Why Did The Supreme Court Take Up Gay Marriage Anyway?
With observers feeling that the Supreme Court is going to stop short of a constitutional right to gay marriage, and several liberal justices voicing their concerns about why they were hearing this case at all, the question becomes which justices pushed for the court to take the case in the first place?
While liberal judges would certainly love to see the day when gay marriage is protected in all fifty states, they know that eventually they will have the opportunity to make a stronger case for it as gay marriage becomes legal in more and more states. There was no rush on gambling now for the constant swing-vote, Justice Kennedy. The conservative judges, however, the New York Times theorizes, saw their time running out:
Justice Scalia, almost certainly joined by Justices Clarence Thomas and Samuel A. Alito Jr., apparently made a twofold calculation: that their odds of winning would not improve as same-sex marriage grows more popular and more commonplace, and that Justice Kennedy, who is likely to write the decision in the case concerning the 1996 law, would lock himself into rhetoric and logic that would compel him to vote for a constitutional right to same-sex marriage in a later case.

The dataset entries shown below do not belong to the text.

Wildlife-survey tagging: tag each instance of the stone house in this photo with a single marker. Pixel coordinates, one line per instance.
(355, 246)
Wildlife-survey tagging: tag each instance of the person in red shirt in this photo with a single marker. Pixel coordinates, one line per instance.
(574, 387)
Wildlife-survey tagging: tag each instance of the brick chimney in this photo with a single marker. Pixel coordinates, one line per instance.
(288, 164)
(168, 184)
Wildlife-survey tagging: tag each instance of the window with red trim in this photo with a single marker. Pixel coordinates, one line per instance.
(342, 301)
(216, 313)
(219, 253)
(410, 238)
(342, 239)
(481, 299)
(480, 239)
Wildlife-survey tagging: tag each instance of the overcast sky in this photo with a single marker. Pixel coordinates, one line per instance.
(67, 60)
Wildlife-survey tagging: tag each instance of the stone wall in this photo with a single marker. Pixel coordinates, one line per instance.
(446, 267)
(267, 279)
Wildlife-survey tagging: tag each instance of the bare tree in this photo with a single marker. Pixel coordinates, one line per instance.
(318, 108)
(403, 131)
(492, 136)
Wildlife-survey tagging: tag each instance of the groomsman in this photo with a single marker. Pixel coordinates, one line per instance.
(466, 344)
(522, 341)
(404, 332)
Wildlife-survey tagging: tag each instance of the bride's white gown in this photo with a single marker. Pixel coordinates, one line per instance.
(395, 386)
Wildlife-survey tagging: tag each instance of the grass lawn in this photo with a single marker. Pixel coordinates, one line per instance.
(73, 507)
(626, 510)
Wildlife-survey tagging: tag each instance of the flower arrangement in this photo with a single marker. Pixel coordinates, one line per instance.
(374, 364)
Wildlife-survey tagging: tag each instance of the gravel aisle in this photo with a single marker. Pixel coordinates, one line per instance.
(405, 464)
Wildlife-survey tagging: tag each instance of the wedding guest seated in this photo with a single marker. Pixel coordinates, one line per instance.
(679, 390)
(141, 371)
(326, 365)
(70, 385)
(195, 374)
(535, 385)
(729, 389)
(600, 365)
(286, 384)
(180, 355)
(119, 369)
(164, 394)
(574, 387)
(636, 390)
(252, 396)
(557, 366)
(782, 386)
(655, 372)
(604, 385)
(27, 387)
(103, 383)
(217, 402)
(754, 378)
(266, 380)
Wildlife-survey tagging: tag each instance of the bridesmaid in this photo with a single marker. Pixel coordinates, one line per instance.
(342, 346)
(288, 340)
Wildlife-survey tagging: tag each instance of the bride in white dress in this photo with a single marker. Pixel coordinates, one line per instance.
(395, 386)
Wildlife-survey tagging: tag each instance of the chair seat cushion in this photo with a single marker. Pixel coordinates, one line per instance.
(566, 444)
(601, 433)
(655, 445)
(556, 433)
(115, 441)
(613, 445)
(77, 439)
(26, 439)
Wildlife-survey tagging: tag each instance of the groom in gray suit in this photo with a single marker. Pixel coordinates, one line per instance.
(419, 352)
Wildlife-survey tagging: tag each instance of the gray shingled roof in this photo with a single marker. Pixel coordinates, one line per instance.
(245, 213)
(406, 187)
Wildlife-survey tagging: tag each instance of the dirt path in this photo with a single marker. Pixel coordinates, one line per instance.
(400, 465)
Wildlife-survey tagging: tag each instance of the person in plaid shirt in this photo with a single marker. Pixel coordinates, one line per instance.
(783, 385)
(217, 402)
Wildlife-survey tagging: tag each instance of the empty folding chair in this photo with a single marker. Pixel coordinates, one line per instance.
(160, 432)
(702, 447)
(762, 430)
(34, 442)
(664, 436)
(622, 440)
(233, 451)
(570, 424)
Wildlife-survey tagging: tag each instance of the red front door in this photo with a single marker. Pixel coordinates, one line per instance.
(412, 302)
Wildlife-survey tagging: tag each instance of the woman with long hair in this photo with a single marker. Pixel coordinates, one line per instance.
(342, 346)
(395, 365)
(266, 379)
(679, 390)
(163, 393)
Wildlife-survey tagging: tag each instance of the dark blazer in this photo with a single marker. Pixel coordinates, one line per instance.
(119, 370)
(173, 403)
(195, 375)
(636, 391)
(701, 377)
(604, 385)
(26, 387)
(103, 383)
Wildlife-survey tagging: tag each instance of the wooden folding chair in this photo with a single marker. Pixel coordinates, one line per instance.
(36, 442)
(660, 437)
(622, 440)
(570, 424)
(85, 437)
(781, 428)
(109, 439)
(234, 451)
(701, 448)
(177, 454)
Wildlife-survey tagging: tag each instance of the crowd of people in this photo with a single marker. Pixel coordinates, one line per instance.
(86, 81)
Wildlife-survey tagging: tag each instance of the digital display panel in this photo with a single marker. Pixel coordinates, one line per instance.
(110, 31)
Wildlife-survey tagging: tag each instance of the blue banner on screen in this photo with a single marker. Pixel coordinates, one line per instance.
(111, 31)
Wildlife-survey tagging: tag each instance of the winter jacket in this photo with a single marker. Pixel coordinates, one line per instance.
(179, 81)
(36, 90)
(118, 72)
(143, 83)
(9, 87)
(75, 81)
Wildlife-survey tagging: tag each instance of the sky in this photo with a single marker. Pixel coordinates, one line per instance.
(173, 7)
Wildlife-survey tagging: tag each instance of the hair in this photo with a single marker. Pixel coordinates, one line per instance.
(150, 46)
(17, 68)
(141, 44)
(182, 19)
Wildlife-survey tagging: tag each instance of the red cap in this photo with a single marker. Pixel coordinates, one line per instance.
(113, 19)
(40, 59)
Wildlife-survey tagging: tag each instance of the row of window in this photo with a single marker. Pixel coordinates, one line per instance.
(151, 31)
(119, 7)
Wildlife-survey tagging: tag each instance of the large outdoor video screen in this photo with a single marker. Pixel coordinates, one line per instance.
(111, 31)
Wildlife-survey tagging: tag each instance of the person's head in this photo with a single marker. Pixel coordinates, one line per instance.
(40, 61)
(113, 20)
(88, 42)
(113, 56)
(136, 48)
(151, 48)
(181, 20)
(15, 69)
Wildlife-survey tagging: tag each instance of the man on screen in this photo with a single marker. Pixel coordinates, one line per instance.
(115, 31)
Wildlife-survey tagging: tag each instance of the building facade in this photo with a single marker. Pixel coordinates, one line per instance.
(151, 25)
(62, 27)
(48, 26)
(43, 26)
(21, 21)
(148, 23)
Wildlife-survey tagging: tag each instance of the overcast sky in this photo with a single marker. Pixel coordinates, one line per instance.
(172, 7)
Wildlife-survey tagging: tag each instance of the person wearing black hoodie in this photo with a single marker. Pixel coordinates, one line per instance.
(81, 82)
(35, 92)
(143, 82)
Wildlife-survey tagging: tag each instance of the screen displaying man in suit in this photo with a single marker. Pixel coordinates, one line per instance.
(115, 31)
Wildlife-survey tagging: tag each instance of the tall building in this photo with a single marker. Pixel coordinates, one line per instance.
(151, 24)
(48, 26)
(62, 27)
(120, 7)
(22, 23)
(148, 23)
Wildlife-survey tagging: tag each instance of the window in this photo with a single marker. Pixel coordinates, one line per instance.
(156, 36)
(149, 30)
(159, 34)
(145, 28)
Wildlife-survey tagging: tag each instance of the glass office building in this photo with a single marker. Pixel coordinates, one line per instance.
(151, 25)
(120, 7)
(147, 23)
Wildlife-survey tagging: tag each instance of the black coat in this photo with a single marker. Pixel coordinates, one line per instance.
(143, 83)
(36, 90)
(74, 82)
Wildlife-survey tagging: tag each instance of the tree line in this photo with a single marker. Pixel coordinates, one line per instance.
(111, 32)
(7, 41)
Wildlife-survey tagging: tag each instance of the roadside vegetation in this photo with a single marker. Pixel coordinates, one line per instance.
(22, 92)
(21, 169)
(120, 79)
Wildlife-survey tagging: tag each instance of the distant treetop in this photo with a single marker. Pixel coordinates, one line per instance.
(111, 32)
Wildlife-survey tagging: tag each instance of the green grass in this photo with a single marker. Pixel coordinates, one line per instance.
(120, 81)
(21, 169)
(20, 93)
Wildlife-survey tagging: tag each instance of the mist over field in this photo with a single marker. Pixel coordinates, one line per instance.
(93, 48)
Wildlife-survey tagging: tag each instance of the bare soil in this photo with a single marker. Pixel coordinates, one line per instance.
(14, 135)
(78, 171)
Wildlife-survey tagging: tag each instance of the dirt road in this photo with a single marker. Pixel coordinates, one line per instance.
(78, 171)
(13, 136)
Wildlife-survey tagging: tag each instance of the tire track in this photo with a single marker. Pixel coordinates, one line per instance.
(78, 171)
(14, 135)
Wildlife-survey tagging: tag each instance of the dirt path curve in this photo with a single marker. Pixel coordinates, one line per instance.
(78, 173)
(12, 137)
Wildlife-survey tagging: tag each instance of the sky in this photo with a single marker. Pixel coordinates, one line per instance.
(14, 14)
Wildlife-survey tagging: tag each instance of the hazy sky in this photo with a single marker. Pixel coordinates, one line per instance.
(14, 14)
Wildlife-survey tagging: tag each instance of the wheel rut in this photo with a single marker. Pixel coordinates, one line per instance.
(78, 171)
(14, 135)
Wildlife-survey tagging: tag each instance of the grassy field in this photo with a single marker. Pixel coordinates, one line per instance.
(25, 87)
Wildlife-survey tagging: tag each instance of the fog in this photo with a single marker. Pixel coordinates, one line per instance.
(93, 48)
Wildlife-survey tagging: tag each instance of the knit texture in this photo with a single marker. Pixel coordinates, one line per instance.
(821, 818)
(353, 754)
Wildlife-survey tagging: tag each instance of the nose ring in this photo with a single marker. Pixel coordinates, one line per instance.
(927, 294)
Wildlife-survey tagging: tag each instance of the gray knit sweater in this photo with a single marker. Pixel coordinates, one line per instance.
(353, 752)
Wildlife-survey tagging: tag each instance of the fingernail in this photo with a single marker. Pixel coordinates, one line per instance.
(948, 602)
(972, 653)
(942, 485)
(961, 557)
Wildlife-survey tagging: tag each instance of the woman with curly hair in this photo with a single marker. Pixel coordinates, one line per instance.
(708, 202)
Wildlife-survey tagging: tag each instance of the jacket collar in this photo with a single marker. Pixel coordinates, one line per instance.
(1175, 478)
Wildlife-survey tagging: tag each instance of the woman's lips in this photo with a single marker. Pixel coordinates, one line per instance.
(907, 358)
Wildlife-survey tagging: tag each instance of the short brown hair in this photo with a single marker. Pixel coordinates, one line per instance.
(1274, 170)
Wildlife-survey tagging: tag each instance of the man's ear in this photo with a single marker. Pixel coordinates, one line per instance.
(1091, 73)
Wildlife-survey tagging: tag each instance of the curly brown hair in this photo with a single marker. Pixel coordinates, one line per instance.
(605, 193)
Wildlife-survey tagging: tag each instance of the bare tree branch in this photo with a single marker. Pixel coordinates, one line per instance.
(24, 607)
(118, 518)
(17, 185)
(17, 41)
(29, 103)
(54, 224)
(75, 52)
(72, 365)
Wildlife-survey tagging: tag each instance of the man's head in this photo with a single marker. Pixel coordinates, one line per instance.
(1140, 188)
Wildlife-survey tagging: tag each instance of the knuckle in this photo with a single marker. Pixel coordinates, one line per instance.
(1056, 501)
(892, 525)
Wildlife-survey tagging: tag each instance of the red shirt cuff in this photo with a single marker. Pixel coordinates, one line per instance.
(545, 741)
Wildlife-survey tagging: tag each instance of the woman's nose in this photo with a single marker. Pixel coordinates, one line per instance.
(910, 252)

It is not that the conservatives felt certain they would win. It is that their chances would not improve in the years ahead.
Deliberations over which cases the Supreme Court decides to hear are secret, with no formal documentation of the process besides a justice's notes (which are usually made public a few decades down the line).
So if the New York Times is right, this week's arguments will not go down as a decisive victory for advocates of gay marriage, but rather a last gasp by a conservative court, trying to act before public opinion and the states outstrip them.